Experience the rugged beauty of Kangaroo Island

It took seven hours after arriving on Kangaroo Island in South Australia to see my first kangaroo.

Crouched in a dry field at the edge of a bumpy road, the stocky male briefly raised its head, made eye contact with me, then hopped away.

The sighting was not the life-changing, animal-communing-with-human moment I had been expecting on this island of 5,000 people and 50,000 kangaroos.

I naively thought a group of them would idly stand on a scenic hillside while I deliriously snapped photos of their sweet faces. But it was exciting nonetheless and as I discovered during my three days in April on KI, as the locals call it, was one of many memorable wildlife sightings.

Kangaroo Island is the third largest isle in Australia (after Tasmania and Melville Island, and six times bigger than Singapore), and was named in 1802 by the British explorer Matthew Flinders.

It was part of the mainland of Australia until 10,000 years ago, when rising sea levels created the island.

Today, this fish-shaped isle sits about 110km south-west of Adelaide, and its separation from the mainland has allowed it to become a refuge for nature and wildlife, with more than a third of the island protected by conservation areas and national parks.

It is also a pure distillation of Australian native flora and fauna - foreign species such as foxes, dingoes and rabbits that are on the mainland were never introduced here, and the government considers the environment here so unique that the island has quarantine laws distinct from the rest of Australia.

Such respect for the indigenous environment has allowed native species here to flourish and for the island to maintain a rugged, spare, elemental beauty, with grand, human-free landscapes.

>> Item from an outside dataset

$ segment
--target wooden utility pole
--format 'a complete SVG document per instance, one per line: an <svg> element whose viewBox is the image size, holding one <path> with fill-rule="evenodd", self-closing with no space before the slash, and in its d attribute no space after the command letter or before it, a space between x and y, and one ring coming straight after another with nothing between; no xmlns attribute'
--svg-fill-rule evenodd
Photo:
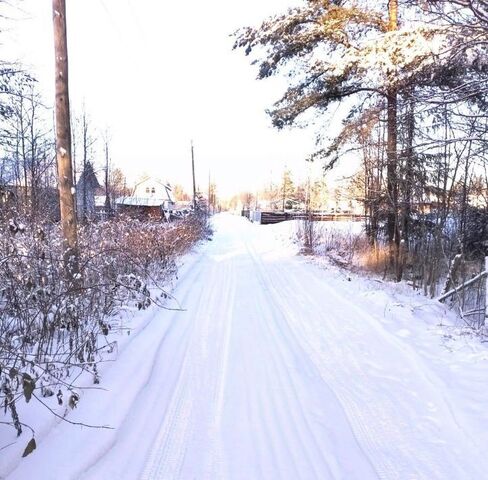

Seal Bay is the only place in the world to see the endangered Australian sea lions in their natural habitat close up.

There are 700 in the colony here - a total of 9,000 in Australia - and I learnt that bulls can weigh up to 400kg and hunt for up to 70 hours for food like cuttlefish and jellyfish, and how the pinniped rolls in sand to get rid of sea lice and for natural sun protection.

Among the sandy dunes of the bay, I watched as they slept, shuffled around, fed their young and challenged each other to duels all as part of the daily routine and survival, and the experience was heartwarming.

Opportunities to see wildlife are abundant, though it requires patience and a sharp eye.

I saw kangaroos, wallabies, koalas and even the elusive echidna (found only in Australia and Papua New Guinea), a spiky mammal, roaming free.

In addition to rich wildlife, Kangaroo Island has gasp-inducing scenery, ranging from never-ending rolling plains, sparsely populated by eucalyptus, pine, towering gum trees and grass trees with black trunks, to jagged coastlines with empty beaches.

BEST BEACH

Vivonne Bay on the south central coast was voted the country's best beach by a Sydney marine studies professor a few years ago (a real accolade for a nation with almost 60,000km of coastline), and it is a slice of paradise, with shimmering turquoise seas dissected by a jetty, and on the day that I swam in its waters, pods of dolphins dropped by.

The arched Stokes Bay on the north coast is accessible through narrow rocky formations, and at dusk, with the waves rolling in, hills behind it and the occasional wallaby sighting, it weaved an intoxicating ambience.

Admirals Arch, not far from Vivonne Bay, is a rock bridge formed by the constant buffeting and erosion of its limestone by water and wind, and the accompanying black lichen growth and calcified tree roots give it a ghoulish appearance.

A short drive from here, also within Flinders Chase National Park, Remarkable Rocks are a collection of strangely shaped clifftop granite boulders, millions of years old, worn by the wind and water, brightened by coatings of orange lichen.

The environment here has also created inland sand dunes that spread over 2 sq km. Adventurers can walk the dunes or try riding them on sleds, or take the more thrilling option of sand boarding at Little Sahara.

For visitors looking for a greater buzz, Little Sahara's sister company Kangaroo Island Outdoor Action places thrill-seekers on quad bikes and takes them out on rocky tracks, inclines and descents.

On my last day on Kangaroo Island, I was booked on an excursion to swim with dolphins, but it was cancelled because of a passing storm.

I was disappointed, but then thought of all I had seen in a place that feels like a time capsule removed from modern day, an escape from life.

And I now have a reason to go back.

tnp@sph.com.sg

  • How to get there: SeaLink runs a 45-minute ferry service from Cape Jervis (two hours from Adelaide by car) to Penneshaw on Kangaroo Island. Alternatively, take one of the numerous 30-minute daily flights on Regional Express from Adelaide to Kingscote, the largest town on the island.
  • Where to stay: A wide range of accommodation is available, from campgrounds to luxury lodges. Few options can beat the views and sense of celebrity fantasy (imagine it is your own home) of the houses at LifeTime Private Retreats on Snellings Beach.
  • Getting around: Kangaroo Island is a self-drive destination, but some roads, especially those that are corrugated, require care. Kangaroo Island Odysseys offers driver-guides who live on the island and have an impressive deep knowledge of the roads, flora, fauna, history and attractions.